Speaking at an EPRI seminar in March on demystifying AI, Chris Le, analytics product manager for Exelon, described some basic ways the company and its utilities are using AI. Exelon has developed a machine learning model to crunch the company’s extensive data on power outages and the time it takes to restore power, Le said.
Machine learning is a kind of AI that uses algorithms and statistical models that can be applied to perform complex tasks without explicit instructions.
In Exelon’s case, the company has been able to improve its reporting on estimated restoration times “by 900% within the 2-hour window, which is what most customers care about,” Le said.

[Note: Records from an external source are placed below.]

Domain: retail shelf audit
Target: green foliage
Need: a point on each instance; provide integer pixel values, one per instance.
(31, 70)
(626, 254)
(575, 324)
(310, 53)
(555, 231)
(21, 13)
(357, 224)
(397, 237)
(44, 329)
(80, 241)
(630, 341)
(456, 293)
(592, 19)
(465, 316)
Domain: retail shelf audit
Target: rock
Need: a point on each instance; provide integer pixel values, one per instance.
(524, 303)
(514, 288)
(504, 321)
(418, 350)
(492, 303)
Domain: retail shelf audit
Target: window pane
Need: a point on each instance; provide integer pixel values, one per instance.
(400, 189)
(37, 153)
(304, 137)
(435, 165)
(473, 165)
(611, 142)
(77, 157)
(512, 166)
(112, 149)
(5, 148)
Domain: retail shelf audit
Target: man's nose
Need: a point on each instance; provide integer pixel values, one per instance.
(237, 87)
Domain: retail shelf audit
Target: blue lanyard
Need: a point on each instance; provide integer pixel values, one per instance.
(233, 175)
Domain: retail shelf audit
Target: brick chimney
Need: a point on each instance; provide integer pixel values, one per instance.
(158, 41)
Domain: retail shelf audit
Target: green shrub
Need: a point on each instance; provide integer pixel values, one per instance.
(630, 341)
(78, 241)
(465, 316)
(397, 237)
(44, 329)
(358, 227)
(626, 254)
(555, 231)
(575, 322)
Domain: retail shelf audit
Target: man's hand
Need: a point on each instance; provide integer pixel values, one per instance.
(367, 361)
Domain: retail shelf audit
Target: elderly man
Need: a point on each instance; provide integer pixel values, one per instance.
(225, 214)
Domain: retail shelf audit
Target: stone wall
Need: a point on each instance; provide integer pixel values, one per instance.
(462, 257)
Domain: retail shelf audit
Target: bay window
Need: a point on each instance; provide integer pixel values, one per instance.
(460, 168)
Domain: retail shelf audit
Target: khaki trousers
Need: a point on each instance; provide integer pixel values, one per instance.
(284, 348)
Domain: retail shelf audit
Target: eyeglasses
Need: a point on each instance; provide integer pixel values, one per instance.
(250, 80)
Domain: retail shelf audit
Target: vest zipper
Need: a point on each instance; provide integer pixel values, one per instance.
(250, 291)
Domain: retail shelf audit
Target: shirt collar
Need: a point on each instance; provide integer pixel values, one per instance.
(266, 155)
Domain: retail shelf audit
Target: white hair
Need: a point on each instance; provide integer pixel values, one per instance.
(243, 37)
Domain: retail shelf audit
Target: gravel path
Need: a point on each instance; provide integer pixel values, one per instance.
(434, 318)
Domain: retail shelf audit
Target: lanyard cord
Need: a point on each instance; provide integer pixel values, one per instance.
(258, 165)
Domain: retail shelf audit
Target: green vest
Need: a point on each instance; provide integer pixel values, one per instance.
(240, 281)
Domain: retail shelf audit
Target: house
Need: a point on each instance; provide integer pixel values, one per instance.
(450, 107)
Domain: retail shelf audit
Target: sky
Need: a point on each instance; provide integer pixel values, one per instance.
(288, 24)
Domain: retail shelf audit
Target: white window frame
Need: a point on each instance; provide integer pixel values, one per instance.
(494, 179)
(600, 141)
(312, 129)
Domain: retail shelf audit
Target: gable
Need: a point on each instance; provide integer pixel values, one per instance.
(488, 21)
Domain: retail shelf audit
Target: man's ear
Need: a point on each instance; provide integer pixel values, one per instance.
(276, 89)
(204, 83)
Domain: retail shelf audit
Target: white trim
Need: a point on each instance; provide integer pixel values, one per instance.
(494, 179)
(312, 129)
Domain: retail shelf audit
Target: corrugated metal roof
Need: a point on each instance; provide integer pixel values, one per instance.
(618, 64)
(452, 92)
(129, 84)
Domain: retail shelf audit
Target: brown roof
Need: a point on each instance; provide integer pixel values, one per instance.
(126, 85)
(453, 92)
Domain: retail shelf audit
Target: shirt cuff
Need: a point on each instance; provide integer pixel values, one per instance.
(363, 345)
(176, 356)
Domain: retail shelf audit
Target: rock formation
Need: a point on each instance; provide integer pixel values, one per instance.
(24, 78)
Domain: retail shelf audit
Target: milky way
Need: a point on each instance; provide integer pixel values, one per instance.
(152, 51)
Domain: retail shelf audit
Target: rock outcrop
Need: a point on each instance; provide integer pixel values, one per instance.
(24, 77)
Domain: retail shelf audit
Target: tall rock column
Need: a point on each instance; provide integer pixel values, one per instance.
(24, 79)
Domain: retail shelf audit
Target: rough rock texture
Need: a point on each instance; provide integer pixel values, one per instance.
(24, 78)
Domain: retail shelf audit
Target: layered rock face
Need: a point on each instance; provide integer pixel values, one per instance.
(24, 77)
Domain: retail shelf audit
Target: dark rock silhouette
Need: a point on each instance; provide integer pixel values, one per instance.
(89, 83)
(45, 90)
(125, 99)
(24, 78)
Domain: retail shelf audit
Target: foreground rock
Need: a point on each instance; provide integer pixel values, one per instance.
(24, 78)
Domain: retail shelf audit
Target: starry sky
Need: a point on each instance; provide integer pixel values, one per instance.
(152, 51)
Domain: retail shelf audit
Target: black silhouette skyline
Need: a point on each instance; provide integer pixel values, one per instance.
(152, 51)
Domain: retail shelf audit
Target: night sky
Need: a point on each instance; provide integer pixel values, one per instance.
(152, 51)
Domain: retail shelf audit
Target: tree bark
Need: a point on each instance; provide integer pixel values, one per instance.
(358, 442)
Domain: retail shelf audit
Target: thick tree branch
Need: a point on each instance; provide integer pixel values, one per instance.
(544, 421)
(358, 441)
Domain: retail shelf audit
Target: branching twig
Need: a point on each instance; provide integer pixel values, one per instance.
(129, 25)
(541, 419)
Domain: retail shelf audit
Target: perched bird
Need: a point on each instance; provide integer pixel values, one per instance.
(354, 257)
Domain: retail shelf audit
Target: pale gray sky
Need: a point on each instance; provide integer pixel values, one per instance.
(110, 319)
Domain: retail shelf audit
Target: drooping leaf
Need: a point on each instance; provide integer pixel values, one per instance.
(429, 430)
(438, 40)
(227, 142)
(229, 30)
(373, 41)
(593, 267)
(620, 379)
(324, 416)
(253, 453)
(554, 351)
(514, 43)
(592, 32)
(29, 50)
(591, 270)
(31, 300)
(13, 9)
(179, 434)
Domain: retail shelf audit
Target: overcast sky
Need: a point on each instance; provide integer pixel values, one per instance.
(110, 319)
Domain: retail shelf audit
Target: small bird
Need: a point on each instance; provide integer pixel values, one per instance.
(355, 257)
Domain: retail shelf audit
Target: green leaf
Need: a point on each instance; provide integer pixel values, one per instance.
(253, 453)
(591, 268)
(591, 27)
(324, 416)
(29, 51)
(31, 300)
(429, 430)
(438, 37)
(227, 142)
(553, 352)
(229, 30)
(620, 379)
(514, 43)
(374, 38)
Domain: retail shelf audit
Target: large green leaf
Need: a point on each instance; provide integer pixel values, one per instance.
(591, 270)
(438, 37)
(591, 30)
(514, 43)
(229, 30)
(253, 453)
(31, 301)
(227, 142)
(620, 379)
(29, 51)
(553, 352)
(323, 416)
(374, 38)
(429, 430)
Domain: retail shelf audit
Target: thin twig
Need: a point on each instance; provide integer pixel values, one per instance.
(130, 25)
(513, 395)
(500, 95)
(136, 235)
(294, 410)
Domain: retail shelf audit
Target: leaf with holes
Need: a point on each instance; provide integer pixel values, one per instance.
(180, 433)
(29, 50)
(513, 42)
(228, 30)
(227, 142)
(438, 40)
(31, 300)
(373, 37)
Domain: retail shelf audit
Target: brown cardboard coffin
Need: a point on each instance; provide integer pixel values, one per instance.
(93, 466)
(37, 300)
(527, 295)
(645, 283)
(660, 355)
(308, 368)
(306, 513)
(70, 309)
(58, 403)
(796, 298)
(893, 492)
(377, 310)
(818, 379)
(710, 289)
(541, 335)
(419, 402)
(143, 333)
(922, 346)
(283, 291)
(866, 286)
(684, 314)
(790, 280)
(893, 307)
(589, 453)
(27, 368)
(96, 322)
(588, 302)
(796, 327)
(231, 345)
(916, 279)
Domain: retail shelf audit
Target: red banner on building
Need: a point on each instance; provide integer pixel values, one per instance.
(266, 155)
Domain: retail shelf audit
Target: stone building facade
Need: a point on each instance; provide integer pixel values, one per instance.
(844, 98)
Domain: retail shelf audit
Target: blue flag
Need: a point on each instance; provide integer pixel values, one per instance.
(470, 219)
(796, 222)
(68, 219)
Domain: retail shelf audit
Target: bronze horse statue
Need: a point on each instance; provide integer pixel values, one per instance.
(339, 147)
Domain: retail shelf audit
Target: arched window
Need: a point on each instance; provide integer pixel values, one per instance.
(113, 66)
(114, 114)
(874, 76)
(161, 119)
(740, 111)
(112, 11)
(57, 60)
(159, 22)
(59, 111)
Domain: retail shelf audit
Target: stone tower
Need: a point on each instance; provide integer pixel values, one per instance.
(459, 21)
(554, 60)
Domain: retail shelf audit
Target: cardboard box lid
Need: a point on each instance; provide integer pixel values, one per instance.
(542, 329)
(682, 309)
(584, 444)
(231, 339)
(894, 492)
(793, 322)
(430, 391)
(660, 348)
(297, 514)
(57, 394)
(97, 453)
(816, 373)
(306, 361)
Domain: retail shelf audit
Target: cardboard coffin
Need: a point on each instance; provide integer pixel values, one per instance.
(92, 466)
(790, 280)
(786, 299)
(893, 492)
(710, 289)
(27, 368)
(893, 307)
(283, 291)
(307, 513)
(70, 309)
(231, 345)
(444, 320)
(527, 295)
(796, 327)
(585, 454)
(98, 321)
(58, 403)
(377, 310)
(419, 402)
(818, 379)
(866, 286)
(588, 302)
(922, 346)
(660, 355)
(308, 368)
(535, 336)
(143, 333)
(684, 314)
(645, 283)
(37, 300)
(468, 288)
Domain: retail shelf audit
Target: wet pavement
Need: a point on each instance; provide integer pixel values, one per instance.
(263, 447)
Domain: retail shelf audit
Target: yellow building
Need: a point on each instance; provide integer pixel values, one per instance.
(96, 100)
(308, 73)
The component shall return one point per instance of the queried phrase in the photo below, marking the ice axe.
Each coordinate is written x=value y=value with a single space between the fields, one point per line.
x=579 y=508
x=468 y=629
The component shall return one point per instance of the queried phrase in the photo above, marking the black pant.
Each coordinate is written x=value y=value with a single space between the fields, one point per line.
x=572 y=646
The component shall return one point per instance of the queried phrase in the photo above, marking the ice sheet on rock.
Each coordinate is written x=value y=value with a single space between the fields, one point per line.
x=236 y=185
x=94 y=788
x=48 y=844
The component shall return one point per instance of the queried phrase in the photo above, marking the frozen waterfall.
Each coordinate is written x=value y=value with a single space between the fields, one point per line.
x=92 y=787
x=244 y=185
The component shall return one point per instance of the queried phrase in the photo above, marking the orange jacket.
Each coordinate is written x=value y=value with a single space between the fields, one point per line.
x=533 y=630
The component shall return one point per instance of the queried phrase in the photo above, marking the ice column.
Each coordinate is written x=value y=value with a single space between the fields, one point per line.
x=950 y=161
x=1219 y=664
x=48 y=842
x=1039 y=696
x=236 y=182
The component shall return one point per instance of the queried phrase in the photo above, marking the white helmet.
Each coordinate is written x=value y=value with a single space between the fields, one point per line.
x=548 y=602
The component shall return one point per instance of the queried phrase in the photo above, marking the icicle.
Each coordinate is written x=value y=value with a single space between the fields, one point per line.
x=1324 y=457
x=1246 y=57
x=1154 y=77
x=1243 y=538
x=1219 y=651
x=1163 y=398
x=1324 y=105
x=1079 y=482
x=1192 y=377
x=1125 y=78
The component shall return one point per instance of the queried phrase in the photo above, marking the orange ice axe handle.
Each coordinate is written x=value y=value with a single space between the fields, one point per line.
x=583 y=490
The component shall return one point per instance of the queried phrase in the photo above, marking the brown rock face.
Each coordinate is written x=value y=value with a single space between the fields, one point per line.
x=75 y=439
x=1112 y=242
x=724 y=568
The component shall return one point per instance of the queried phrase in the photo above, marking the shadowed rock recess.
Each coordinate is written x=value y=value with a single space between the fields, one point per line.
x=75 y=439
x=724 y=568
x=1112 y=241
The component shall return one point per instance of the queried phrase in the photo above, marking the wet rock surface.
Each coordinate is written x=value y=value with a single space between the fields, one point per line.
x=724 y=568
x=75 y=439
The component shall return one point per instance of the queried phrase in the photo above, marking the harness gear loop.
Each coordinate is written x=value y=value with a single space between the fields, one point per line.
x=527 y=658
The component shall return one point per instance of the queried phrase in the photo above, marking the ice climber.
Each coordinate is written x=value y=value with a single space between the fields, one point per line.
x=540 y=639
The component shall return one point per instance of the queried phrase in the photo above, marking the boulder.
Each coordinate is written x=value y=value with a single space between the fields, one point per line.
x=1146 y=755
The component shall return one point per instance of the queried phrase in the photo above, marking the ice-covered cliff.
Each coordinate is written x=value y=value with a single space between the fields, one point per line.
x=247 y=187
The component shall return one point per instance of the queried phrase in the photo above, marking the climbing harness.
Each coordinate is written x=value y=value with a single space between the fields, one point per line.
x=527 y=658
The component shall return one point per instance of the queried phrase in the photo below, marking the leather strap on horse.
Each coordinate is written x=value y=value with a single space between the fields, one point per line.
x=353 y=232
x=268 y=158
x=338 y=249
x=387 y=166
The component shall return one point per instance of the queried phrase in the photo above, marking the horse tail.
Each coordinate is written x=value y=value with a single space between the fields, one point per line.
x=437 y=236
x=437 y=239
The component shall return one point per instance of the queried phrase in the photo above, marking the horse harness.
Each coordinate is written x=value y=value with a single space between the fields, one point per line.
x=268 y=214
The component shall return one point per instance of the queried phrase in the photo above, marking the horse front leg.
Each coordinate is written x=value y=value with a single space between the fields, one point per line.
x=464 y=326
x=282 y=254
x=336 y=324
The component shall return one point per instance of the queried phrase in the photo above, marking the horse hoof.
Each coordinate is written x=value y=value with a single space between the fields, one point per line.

Another application has involved training an AI model to identify potential defects on the distribution system from aerial photography, he said. “We’ve trained models to achieve successive capabilities for us — first, just identifying components in the photos … [then] identifying specific defects on those photos and then, finally, determining defect severity based on our internal ranking system.”
But AI is intruding on utility planning with increasing urgency via the proliferation of data centers across the country and their growing demand for power, largely due to AI.
The AI for Energy report cites work currently underway at the Berkeley Lab, which indicates “that over half of data center load growth in recent years may have been due to AI, and it is expected to be the biggest driver of U.S. data center-related load growth in the near future.”
Some utilities have responded to the data center boom by arguing for new natural gas plants to ensure supply and system reliability. The fast growth of data centers in Northern Virginia is a key factor in plans by the state’s largest investor-owned utility, Dominion Energy, to build new natural gas plants, according to coverage in the Virginia Mercury.
But Renshaw and DOE both note that data centers and AI developers are working on reducing their substantial carbon footprints. Industry leader NVIDIA recently launched its new Blackwell platform, which it says will provide supercharged AI capabilities “at up to 25x less cost and energy consumption than its predecessor.”
The company is also partnering with Schneider Electric to develop publicly available “data center reference designs” that will provide benchmarks for system performance and efficiency.
DOE is pushing for further improvements in data center energy efficiency. “In 2020, the average data center used only 37% of its energy for cooling and other needs other than powering the IT equipment,” the AI for Energy report says. “The most energy-efficient data centers in the world use only 2 to 3% of their energy for such purposes.”
DOE’s own Frontier supercomputer at Oak Ridge National Laboratory “uses advanced liquid cooling and other state-of-the-art techniques to achieve this 3% goal,” the report says.